USD/JPY eased toward 162.00 at Thursday’s European open, holding marginal losses as the pair coiled into a triangle pattern. Softer US inflation data cooled bets on near-term Fed rate cuts and pressured the Dollar, while the Yen struggled to gain ground.
The US Dollar carried marginal losses against the Japanese Yen at Thursday’s European session open, approaching the 162.00 area as recent price action traced a sequence of lower highs and higher lows. That squeeze has drawn the pair into a triangle pattern.
Softer US data trims Fed rate-cut bets
US figures released this week dampened hopes of immediate Federal Reserve rate cuts and sent the Dollar moderately lower against its main peers. The move set the backdrop for the pair’s grind toward 162.00.
On Wednesday, the US Producer Prices Index showed an unexpected contraction in June, reinforcing the disinflationary signal from Tuesday’s consumer inflation reading. Together, the prints practically confirm the Fed will hold policy unchanged at its July meeting.
The Yen, however, found little traction. Bulls stayed subdued amid caution over the war in Iran, which is pushing Oil prices higher, and growing doubts about the Japanese Finance Ministry’s plans to repatriate pension fund investments.
Triangle keeps traders waiting for direction
USD/JPY traded at 162.16 with a bullish near-term bias intact, yet momentum offered no clear signal. The four-hour Relative Strength Index (14) hovered near the 50 midline, while the MACD stayed slightly negative, hinting at slowing bullish momentum rather than outright exhaustion.
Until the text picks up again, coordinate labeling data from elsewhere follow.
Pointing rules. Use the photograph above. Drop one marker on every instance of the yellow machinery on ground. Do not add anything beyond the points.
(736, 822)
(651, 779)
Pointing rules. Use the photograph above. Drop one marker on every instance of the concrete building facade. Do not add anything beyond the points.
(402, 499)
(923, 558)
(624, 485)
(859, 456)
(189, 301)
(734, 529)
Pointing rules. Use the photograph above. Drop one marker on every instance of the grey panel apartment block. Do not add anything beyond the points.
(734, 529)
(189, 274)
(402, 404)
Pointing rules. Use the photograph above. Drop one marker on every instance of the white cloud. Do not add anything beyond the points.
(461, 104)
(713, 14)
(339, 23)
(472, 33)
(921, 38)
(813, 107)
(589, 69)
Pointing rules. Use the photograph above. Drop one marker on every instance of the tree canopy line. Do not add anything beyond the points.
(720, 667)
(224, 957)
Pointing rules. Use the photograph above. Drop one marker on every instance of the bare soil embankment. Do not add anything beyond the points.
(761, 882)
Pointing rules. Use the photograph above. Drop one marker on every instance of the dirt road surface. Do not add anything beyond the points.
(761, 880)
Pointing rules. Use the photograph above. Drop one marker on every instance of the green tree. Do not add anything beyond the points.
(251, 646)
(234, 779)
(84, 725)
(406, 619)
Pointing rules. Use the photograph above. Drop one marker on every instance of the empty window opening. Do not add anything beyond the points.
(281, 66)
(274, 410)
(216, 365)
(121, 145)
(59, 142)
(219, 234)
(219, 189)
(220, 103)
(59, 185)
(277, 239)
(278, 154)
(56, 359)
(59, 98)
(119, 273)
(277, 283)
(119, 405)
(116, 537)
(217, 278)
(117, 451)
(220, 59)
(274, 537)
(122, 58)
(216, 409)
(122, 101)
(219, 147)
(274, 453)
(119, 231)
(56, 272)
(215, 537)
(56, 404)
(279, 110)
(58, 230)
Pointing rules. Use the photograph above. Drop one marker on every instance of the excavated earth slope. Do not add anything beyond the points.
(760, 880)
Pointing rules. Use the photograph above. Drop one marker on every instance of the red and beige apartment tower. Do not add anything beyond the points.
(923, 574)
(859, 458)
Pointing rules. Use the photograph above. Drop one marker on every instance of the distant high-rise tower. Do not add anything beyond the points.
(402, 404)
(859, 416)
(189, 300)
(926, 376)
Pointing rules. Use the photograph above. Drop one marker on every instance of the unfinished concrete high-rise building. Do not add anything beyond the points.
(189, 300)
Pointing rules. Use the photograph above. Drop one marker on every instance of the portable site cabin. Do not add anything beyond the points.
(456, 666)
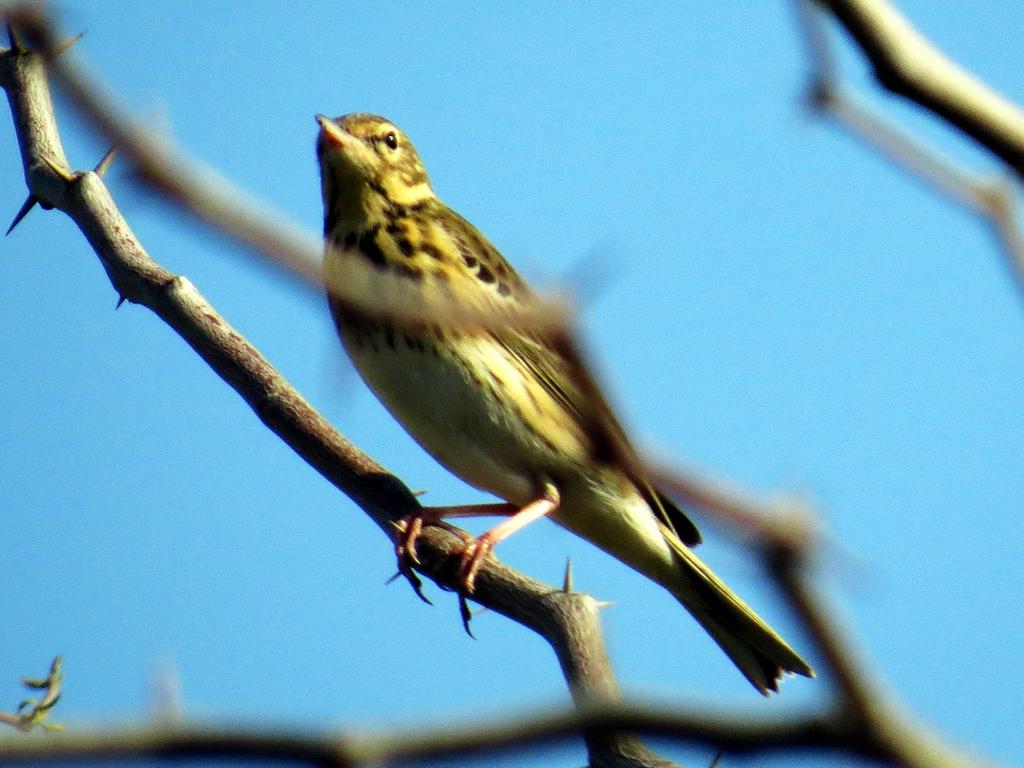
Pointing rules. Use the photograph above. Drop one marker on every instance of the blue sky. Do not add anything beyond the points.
(766, 299)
The bottom of the triangle sits at 161.90, with further targets at the July 10 lows near 161.30 and the pattern’s bearish objective at 160.49, the July 3 low. On the topside, the triangle top and the July 13 and 15 highs between 162.40 and 162.50 guard the path to the 40-year high at 162.84. Beyond that, the 127.2% Fibonacci retracement of the early July pullback at 163.50 emerges as a plausible target.